SenseTime, a growing company, announced this year that its "AI Megadevice" computing cluster has deployed 27,000 GPUs, including 10,000 A100s. The many GPUs that Chinese large companies purchased in the past were mainly used to support existing business, sold on cloud computing platforms, and were not all used to support the development and demand for large models from customers.

GPUs for training large models are no longer plentiful. If Chinese companies are to invest in the research and development of large models in the long term, and benefit from the "selling shovels", they will need to continuously increase GPU resources.

OpenAI, a leader in the industry, is already facing this problem. In mid-May, OpenAI CEO Sam Altman expressed in a small-scale exchange with a group of developers that due to a scarcity of GPUs, OpenAI's API services were not stable enough, and speed could not be increased.

If Chinese large companies not only value training and launching a big model but also hope to create more products with big models, and even further support more customers in training more large models on the cloud, then they need to stock up on more GPUs in advance.

Why is everyone vying for these four graphics cards?

In the realm of training large AI models, A100, H100, and the A800, H800 versions specifically designed for China, have remained irreplaceable choices. According to calculations by  Khaveen Investments, NVIDIA's data center GPU market share was as high as 88% last year, with the remaining shared by AMD and Intel.

The irreplaceability of NVIDIA's GPUs is due to the training mechanism of large models, where the core steps consist of pre-training and fine-tuning. Among them, pre-training is establishing the fundamentals, similar to receiving all basic education up to graduation from university; fine-tuning involves optimization for specific scenarios and tasks, improving job performance.

Currently, only A100 and H100 can provide the efficiency required for pre-training. Although their prices may seem high, they are actually the most economical choice. The cost directly affects whether a service is feasible in the early stages of AI in business.

Using more low-performance GPUs to form computing power can no longer meet the massive computational demands of large models. Because during the training with multiple GPUs, data needs to be transferred between different chips, syncing parameter information, some GPUs will be idle, unable to work continuously. Therefore, the lower the performance of a single card and the more cards used, the more computing power is wasted.

In addition to having high single-card computing power, A100 and H100 also have high bandwidth to enhance data transfer between cards. When compared to competitor AMD's MI250, the performance of H100 is over four times higher. It also provides efficient data transfer capabilities, minimizing idle computing power as much as possible.

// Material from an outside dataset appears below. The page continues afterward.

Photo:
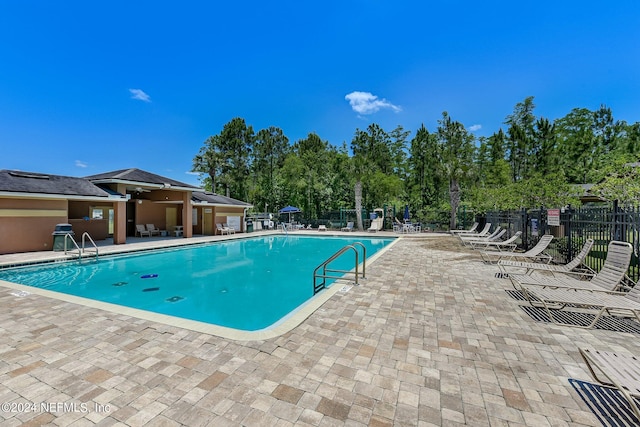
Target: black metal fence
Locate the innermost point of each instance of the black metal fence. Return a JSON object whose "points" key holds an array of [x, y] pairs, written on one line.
{"points": [[601, 223]]}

Despite this, the performance of A800 and H800 still outperforms other similar products from major companies and startups. Due to limitations on performance and more specialized architecture, the AI chips or GPU chips currently introduced by companies mainly serve for AI calculations and struggle with pre-training large models.

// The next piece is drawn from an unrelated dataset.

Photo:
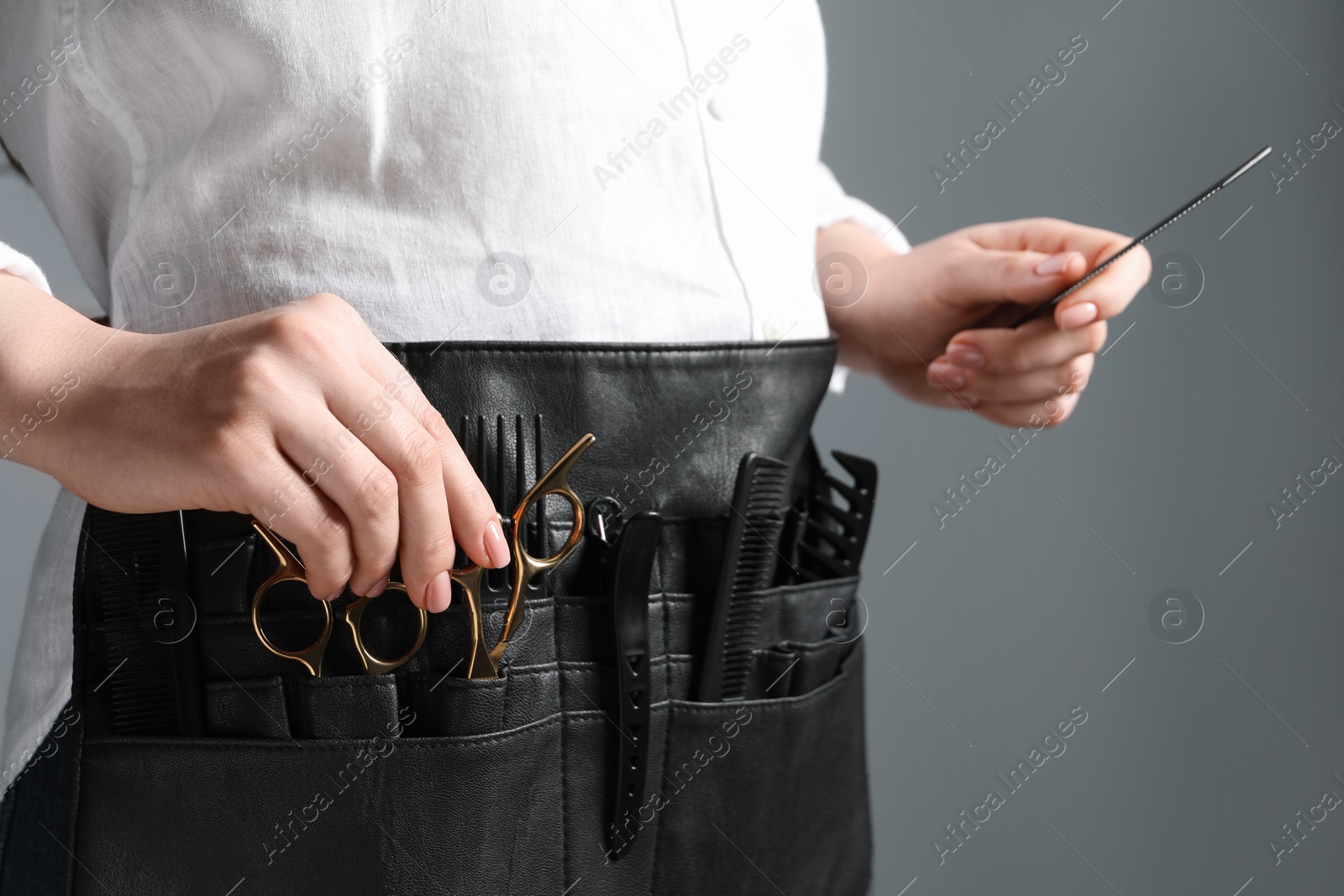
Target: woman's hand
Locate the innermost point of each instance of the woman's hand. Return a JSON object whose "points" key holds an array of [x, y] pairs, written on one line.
{"points": [[921, 322], [296, 416]]}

Another advantage of NVIDIA is its strong software ecosystem. As early as 2006, NVIDIA introduced the computing platform CUDA, which has become the infrastructure for AI, where mainstream AI frameworks, libraries, and tools are all built upon.

Because of this, the only factor that could impact NVIDIA's data center GPU sales in the short term might be production capacity issues at TSMC.

Large models are a significant breakthrough in the layer of models and algorithms. For those companies wanting to create large models or provide cloud computing capabilities for large models, they must obtain enough advanced computing power as soon as possible. Before the first wave of hype leaves the first group of companies excited or disappointed, the scramble for GPUs will not stop.